Introduction
Recently I was involved in troubleshooting a load balanced web service. That led me to quickly write PowerShell script to Monitor a web service. The original web service was actually not the problem (well not this time and after we’s set it to recycle a lot more until someone fixes the code and bar the fact there is no health check on the load balancer!?). I “failed” as it din’t really handle a another failed web service it depended on very well so that was unclear during initial troubleshooting. That web service is not highly available bar with manually switching over to a “stand by” server a ARR, no loadbalancing. But that’s another discussion.
The culprit & the state of our industry
When we found the problematic web service and saw it ran on Tomcat we tried restarting the Tomcat service but that didn’t help. Rebooting the servers on which it ran didn’t help either. Until some one sent us a document with the restart procedure for those servers.
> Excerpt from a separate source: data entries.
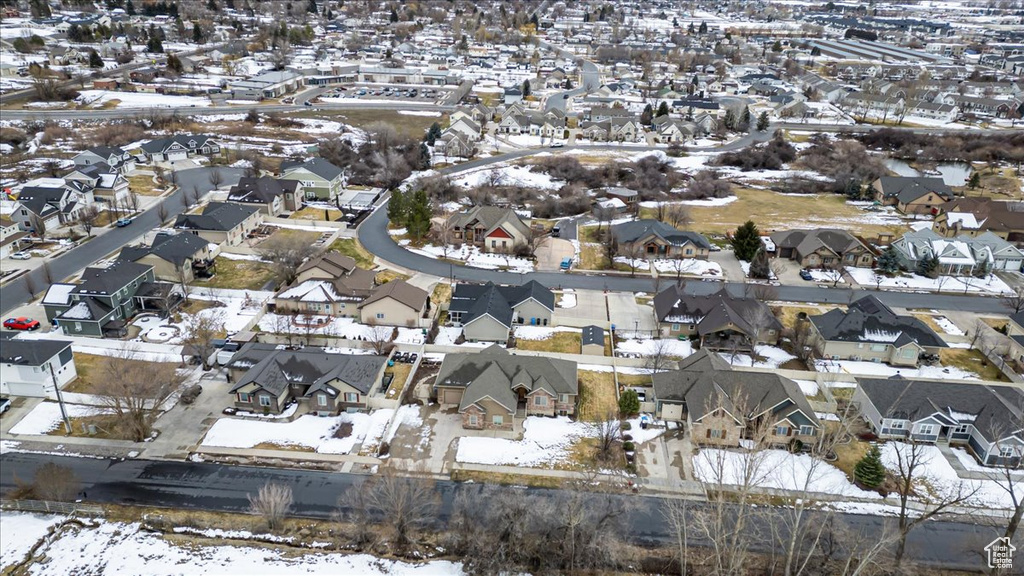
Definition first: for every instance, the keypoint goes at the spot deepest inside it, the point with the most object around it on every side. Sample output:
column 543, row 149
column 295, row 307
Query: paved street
column 223, row 488
column 15, row 292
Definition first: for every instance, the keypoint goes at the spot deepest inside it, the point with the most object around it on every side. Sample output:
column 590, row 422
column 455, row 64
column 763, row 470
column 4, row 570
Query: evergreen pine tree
column 869, row 471
column 747, row 241
column 889, row 260
column 396, row 208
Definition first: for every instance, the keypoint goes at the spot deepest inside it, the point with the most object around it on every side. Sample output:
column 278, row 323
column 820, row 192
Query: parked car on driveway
column 20, row 323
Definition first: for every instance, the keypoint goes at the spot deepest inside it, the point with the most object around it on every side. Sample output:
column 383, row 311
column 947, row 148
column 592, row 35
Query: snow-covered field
column 951, row 284
column 546, row 442
column 310, row 432
column 46, row 417
column 885, row 370
column 774, row 468
column 123, row 548
column 140, row 99
column 474, row 257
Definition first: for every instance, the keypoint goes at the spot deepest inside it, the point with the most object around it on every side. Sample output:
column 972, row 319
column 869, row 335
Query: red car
column 20, row 324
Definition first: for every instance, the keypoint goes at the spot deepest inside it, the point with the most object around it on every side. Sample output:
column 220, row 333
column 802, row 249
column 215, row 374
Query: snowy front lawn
column 878, row 369
column 46, row 417
column 952, row 284
column 116, row 547
column 774, row 468
column 546, row 443
column 308, row 432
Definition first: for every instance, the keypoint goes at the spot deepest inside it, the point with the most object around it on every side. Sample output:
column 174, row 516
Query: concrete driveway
column 551, row 252
column 629, row 316
column 590, row 310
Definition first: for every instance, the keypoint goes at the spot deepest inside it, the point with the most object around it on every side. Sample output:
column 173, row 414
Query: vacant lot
column 773, row 211
column 597, row 395
column 351, row 247
column 241, row 275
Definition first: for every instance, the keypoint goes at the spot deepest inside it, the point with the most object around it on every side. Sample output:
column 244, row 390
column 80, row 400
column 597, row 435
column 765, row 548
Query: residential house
column 329, row 285
column 266, row 379
column 105, row 183
column 868, row 330
column 11, row 236
column 270, row 195
column 180, row 147
column 912, row 195
column 723, row 407
column 321, row 179
column 973, row 216
column 26, row 366
column 654, row 239
column 718, row 321
column 826, row 248
column 222, row 222
column 493, row 388
column 396, row 303
column 105, row 299
column 174, row 257
column 592, row 340
column 493, row 229
column 114, row 157
column 487, row 313
column 985, row 418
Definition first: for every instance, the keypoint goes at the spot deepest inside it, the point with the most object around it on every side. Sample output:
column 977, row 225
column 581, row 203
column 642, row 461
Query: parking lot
column 398, row 92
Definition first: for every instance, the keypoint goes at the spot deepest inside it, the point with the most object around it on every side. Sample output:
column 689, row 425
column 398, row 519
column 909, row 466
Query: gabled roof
column 634, row 231
column 868, row 320
column 400, row 291
column 175, row 248
column 317, row 166
column 274, row 369
column 984, row 407
column 705, row 382
column 494, row 373
column 218, row 216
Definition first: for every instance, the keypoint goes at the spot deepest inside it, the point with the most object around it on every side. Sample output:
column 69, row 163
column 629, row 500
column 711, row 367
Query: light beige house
column 492, row 228
column 494, row 389
column 396, row 303
column 222, row 222
column 722, row 407
column 868, row 330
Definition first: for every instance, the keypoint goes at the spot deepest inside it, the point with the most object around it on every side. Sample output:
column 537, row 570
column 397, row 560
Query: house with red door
column 492, row 228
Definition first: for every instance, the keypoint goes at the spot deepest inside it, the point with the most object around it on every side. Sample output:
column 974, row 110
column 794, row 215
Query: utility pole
column 64, row 411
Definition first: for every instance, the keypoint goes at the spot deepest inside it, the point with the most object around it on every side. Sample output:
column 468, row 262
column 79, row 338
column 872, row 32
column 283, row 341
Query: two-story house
column 723, row 407
column 320, row 178
column 492, row 389
column 222, row 222
column 266, row 379
column 983, row 417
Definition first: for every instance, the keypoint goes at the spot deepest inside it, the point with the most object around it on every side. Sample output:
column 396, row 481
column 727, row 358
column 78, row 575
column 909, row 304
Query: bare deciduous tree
column 272, row 502
column 135, row 389
column 286, row 254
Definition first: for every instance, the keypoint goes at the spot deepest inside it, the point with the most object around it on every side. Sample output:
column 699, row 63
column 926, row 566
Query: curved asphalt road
column 15, row 292
column 224, row 488
column 374, row 236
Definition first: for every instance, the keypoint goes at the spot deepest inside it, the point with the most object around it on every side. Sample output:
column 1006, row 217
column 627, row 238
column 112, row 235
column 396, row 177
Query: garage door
column 26, row 388
column 452, row 397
This also stated the Catalina folder need to be deleted for this to work and get the service back up an running. It also stated they often needed to do this twice. Well, OK … Based on that note we worked under their assumption nothing in that folder that is needed, as nothing was said about safe guarding any of that.
Having said that, why on earth over all those years, the developers did not find out
what is causing the issue and fixed it beats me. For year and years they’ve been doing this manually. Sometime several days a week, sometime multiple times a day. On several servers. Good luck when no one is around to so, or knows the process. The doc was from a developer. A developer in what is supposed to be a DevOps environment. No one ever made the effort to find out what makes the web service crash or automate recovery.
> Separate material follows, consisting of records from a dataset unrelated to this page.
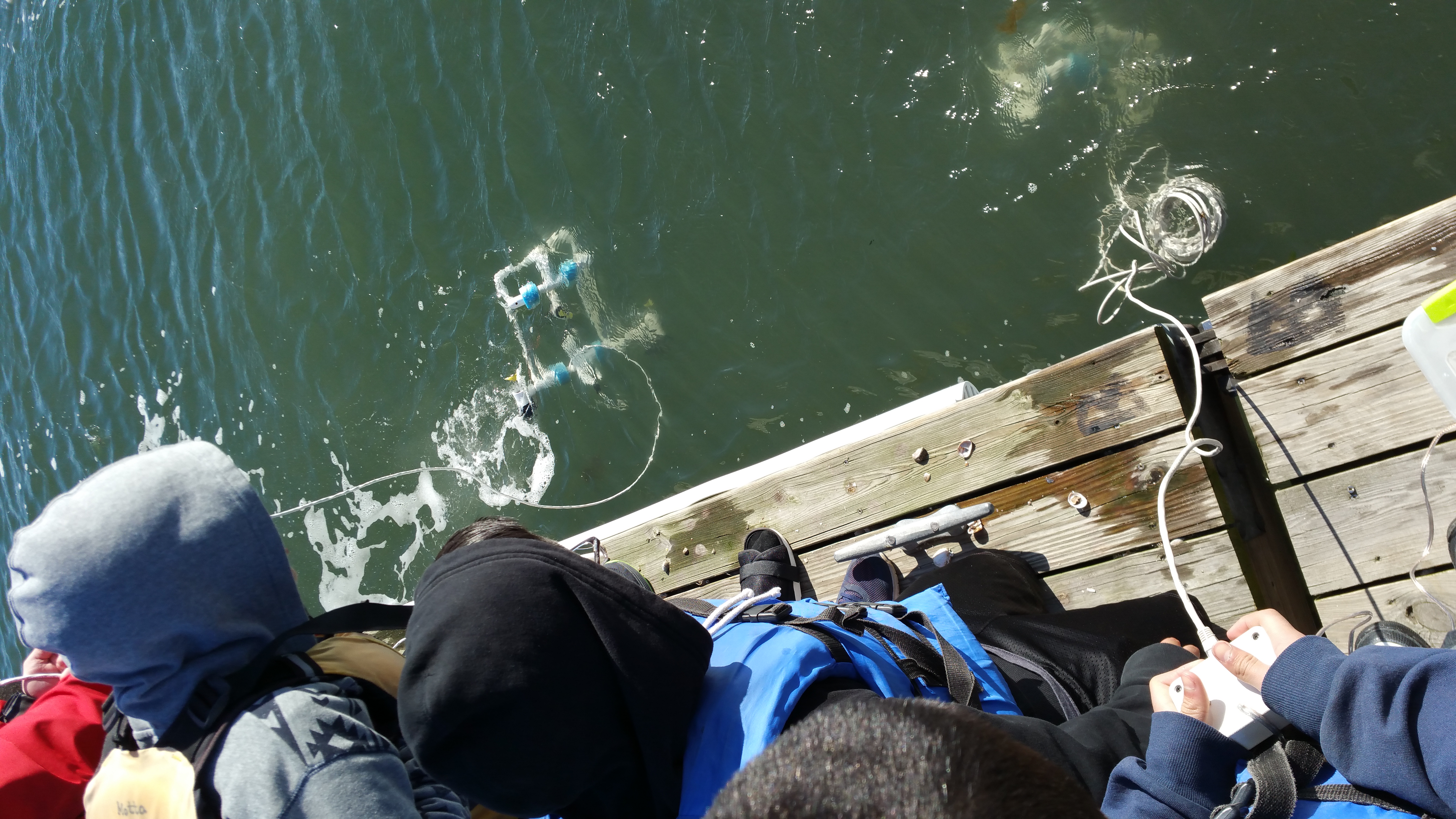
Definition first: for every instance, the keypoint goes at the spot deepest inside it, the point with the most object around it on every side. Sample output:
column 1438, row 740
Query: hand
column 1196, row 700
column 41, row 662
column 1241, row 664
column 1186, row 648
PowerShell Script to Monitor a web service
I think it’s safe to say I won’t get them to any form of site resilience engineering soon. But I did leave them with a script they can schedule to automate their manual actions. This does mean that an “ordinary” restart of the server does not fix any issues with the web service. So, ideally this script is also run at server startup!
The script has basic error handling and logging but it’s a quick fix for a manual process so it’s not a spic & span script. but it’s enough to do the job for now and hopefully inspire them to do better. It is 2018 after all and even Site Resilience Engineering needs a new incarnation in this fashion driven industry.
I’ve included this PowerShell script to monitor a web service below as an example and reference to my future self. Enjoy.
<#
Author: Didier Van Hoye
Date: 2018/09/24
version: 0.9.1
Blog: https://blog.workinghardinit.work
Twitter: @WorkingHardInIT
This PowerShell scripts automated the restart of Tomcat7 when needed. The need is based
it the web servcie running on Tomcat7 returns HTTP status 200 or not.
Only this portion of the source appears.